In the meantime, support is gathering pace. Help has already been offered from as far wide as Braunschweig, Offenbach and Dresden, with friendly matches against opponents from the top tiers raising additional funds. Lothar Matthäus too has signed shirts, which have gone to auction. “Last week we even had a scarf-wearing Chemie fan suddenly appear at our branch to donate 50€”, Gruschka recalls. Chemie Leipzig, Lokomotive’s fiercest rivals, shares with its adversary the latent threat of financial ruin.
“Insolvency is always a threat here”
“Actually I think I’d have to say that insolvency is always a threat here”, Notzon says with an almost fatalistic tone. Since its re-establishment the club has always had its belt tightened. “At least we haven’t accrued any debt”, he adds. However, fewer spectators have attended during the current season than anticipated. Notzon said he was “disappointed” with attendance figures at the games against FC Magdeburg and Carl Zeiss Jena, the traditional and historical derbies which were held, for security reasons, in RB Leipzig’s spacious Red Bull Arena. The fourth-tier attendance record in the derby against RB was also of little value to the club.
In addition, Notzon increased the deal with the club’s main sponsor, of which he was the boss, in the previous two years from 100,000€ to 300,000€, and couldn’t this season because he had sold his shares. This has led to complaints from fans who see the plan as too risky, knowing that liquidity problems had arisen in the previous year too. “In February 2012 salaries were not paid for a short time, and money was still owed in the summer”, the club insider reveals. Despite this, fans like Gruschka, Kieswetter and Löffler remain combative. “We can still save the club”, they say. What they do not say, however, but can be heard in whispers, is that it can only be achieved with a new board.

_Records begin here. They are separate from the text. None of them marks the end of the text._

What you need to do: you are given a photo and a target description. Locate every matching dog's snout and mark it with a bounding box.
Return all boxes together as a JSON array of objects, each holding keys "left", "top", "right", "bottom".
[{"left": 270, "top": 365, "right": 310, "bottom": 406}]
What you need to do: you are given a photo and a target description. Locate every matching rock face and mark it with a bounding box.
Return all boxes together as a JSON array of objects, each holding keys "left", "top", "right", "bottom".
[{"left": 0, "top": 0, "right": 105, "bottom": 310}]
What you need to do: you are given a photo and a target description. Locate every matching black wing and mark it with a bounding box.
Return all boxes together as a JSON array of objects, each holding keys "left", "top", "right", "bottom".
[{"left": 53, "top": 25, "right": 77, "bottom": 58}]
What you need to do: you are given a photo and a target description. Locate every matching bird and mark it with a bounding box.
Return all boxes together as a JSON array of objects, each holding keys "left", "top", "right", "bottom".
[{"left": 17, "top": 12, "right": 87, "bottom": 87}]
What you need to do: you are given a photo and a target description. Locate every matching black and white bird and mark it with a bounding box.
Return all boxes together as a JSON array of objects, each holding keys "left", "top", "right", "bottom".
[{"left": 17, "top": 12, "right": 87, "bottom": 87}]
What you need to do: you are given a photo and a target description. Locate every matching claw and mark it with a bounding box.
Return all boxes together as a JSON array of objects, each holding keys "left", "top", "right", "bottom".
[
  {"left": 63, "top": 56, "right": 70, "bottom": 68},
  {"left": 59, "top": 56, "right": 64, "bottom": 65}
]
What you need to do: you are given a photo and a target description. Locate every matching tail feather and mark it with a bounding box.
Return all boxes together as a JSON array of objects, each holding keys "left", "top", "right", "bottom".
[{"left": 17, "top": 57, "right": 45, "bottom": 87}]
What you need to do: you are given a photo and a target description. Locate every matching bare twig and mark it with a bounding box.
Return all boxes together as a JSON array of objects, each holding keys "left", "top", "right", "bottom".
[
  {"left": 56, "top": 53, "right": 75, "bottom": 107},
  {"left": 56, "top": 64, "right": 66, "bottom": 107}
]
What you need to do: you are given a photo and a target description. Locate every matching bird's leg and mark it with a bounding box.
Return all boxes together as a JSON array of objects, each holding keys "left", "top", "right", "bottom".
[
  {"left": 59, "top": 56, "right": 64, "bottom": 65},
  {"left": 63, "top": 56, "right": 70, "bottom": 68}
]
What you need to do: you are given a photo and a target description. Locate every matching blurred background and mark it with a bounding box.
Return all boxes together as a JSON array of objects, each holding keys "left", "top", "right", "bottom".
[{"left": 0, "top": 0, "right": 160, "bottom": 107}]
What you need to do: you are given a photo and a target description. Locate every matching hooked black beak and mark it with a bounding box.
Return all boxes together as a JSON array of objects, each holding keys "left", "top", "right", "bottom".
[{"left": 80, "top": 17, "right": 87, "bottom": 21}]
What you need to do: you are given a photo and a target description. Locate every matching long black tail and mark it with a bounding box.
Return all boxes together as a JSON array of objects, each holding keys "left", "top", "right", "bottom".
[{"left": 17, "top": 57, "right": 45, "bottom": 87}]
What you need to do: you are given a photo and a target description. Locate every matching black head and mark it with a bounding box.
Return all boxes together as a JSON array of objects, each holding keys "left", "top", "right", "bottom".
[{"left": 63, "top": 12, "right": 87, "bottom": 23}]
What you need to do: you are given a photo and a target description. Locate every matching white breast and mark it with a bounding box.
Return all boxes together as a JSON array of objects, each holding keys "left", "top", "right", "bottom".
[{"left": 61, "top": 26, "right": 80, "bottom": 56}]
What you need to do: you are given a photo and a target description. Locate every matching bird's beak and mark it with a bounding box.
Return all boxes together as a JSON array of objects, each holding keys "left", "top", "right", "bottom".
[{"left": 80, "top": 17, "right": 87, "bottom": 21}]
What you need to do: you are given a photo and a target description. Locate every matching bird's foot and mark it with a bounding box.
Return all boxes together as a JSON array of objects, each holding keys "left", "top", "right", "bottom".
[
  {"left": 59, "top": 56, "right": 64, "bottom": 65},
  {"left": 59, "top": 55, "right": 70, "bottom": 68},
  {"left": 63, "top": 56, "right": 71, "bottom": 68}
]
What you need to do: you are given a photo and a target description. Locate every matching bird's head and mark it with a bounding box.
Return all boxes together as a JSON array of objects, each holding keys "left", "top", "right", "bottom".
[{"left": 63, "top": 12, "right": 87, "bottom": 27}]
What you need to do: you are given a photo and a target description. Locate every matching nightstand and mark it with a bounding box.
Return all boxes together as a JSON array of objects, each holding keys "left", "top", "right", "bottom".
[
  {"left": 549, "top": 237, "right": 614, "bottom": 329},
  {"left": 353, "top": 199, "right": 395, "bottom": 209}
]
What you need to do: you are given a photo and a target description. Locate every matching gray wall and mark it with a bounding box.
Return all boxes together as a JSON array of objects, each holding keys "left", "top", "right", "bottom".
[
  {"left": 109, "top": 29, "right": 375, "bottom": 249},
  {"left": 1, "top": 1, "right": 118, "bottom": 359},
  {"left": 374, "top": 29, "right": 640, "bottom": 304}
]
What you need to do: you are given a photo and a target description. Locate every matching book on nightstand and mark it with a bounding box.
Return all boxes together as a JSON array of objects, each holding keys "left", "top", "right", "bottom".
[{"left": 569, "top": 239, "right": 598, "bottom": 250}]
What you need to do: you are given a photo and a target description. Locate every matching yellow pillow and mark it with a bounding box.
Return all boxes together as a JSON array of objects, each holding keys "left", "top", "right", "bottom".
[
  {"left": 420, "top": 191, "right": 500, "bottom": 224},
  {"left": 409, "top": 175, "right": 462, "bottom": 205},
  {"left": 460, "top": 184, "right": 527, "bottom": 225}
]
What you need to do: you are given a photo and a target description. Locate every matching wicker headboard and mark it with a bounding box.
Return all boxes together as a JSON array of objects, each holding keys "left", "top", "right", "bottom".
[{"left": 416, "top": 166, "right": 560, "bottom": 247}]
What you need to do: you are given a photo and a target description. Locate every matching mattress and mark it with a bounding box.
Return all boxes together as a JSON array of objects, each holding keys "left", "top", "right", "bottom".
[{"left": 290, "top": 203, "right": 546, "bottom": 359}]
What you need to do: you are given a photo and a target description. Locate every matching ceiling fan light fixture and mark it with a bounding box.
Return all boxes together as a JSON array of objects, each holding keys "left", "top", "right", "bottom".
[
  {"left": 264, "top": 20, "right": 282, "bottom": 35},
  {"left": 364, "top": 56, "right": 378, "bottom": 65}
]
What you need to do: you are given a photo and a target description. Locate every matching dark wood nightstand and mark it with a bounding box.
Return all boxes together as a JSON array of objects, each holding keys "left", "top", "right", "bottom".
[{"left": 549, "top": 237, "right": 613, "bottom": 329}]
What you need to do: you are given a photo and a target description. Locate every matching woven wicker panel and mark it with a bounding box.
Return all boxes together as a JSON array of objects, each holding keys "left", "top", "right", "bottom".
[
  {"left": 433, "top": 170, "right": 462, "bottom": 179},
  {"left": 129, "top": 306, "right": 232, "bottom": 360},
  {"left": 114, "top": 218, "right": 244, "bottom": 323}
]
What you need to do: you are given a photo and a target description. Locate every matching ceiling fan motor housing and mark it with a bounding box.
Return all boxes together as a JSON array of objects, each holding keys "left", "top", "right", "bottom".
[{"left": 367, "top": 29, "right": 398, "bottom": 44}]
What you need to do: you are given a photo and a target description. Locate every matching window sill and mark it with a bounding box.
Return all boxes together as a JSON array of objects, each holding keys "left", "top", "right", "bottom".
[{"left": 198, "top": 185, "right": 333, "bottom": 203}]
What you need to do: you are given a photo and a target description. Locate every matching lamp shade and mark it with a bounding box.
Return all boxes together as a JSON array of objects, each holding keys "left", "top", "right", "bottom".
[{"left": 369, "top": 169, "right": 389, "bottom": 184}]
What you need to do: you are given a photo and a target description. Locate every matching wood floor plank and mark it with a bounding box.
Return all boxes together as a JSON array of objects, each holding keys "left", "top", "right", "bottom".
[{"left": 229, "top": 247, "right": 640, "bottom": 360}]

The stadium naming rights issue
The lawyer Friedbert Striewe handled VfB Leipzig’s liquidation ten years ago. An item still to be settled is the rent for the club’s stadium in Probstheida. The site will cost the club a lot of money. “The stadium’s heating bill alone could pay for three players”, the club insider explains, and for this reason Notzon would prefer to purchase permanent leasehold rights from Striewe. A little awkward, then, that Notzon has totally alienated Striewe, seen as a “friend of the club”. Having not followed through on a possible purchase date, he then proceeded to negotiate the sale of the stadium’s naming rights, without informing Striewe. Rox would probably have been interested in such a deal too. Striewe added that Notzon justified himself to a journalist with the dubious metaphor: “If you rent a pub, you should name her as you please”.
In February, the board went before the District Court in Leipzig and were made to sign a declaration, admitting their failure to seal any naming rights to the stadium. A potential source of money for Lok. Leipzig has been lost as a result.
Indeed, until the club’s financial future is certain, all hopes seem to rest on René Gruschka, who continues to work tirelessly to raise funds for his football club. “All this shows that the club is still alive. But this generosity won’t last forever”, Gruschka warns. The fight goes on, but one day Lok Leipzig might ultimately find themselves clinging to a drinks can too.